Stated Maturity: (i) with respect to any debt
security, the date specified in such debt security as the fixed date on
which the final installment of principal of such debt security is due
and payable and (ii) with respect to any scheduled installment of
principal of or interest on any debt security, the date specified in
such debt security as the fixed date on which such installment is due
and payable.
TIA: The Trust Indenture Act of 1939, as amended.
Transfer Restricted Securities: Each Note, until the
earliest to occur of (a) the date on which such Note has been properly
tendered for exchange (and accepted by the Company) by a Person other
than a Broker-Dealer for Exchange Notes pursuant to the Exchange Offer,
(b) following the exchange by a Broker-Dealer in the Exchange Offer of
such Note for one or more Exchange Notes, the date on which such
Exchange Notes are sold to a purchaser who receives from such
Broker-Dealer on or prior to the date of such sale a copy of the
Prospectus contained in the Exchange Offer Registration Statement, (c)

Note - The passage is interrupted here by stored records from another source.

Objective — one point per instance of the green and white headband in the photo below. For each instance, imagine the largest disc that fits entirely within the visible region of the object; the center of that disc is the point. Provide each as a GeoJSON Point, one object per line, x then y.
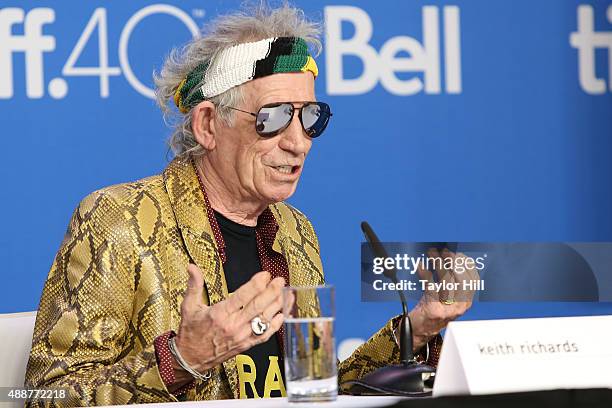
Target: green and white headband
{"type": "Point", "coordinates": [242, 63]}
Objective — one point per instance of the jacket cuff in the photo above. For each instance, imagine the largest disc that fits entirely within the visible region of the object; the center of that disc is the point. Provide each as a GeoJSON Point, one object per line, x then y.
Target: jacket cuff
{"type": "Point", "coordinates": [164, 362]}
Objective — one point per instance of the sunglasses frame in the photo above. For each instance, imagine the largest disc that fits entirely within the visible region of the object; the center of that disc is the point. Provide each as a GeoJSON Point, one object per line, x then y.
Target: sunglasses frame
{"type": "Point", "coordinates": [293, 109]}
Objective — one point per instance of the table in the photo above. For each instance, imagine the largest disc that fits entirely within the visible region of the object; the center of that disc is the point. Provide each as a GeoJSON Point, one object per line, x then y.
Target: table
{"type": "Point", "coordinates": [343, 401]}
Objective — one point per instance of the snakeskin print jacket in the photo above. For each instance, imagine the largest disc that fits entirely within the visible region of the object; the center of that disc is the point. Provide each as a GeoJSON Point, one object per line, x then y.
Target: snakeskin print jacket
{"type": "Point", "coordinates": [117, 282]}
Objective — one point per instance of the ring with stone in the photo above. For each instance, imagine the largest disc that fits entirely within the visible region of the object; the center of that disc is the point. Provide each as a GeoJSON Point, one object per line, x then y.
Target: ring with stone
{"type": "Point", "coordinates": [259, 325]}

the date on which the Registration Statement registering such Notes has
been declared effective under the Securities Act and such Notes have
disposed of in accordance with the Shelf Registration Statement or (d)
the date on which such Notes are eligible to be distributed to the
public pursuant to Rule 144 under the Securities Act;
Underwritten Registration or Underwritten Offering: A
registration or offering in which securities of the Company are sold to
an underwriter (in the case of a "firm commitment" underwritten
offering) for reoffering to the public.
2. Securities Subject to this Agreement.
(a) Transfer Restricted Securities. The securities
that are entitled to the benefits of this Agreement are the Transfer Restricted
Securities.
(b) Holders of Transfer Restricted Securities. A
Person is deemed to be a holder of Transfer Restricted Securities (each, a
"Holder") whenever such Person owns Transfer Restricted Securities.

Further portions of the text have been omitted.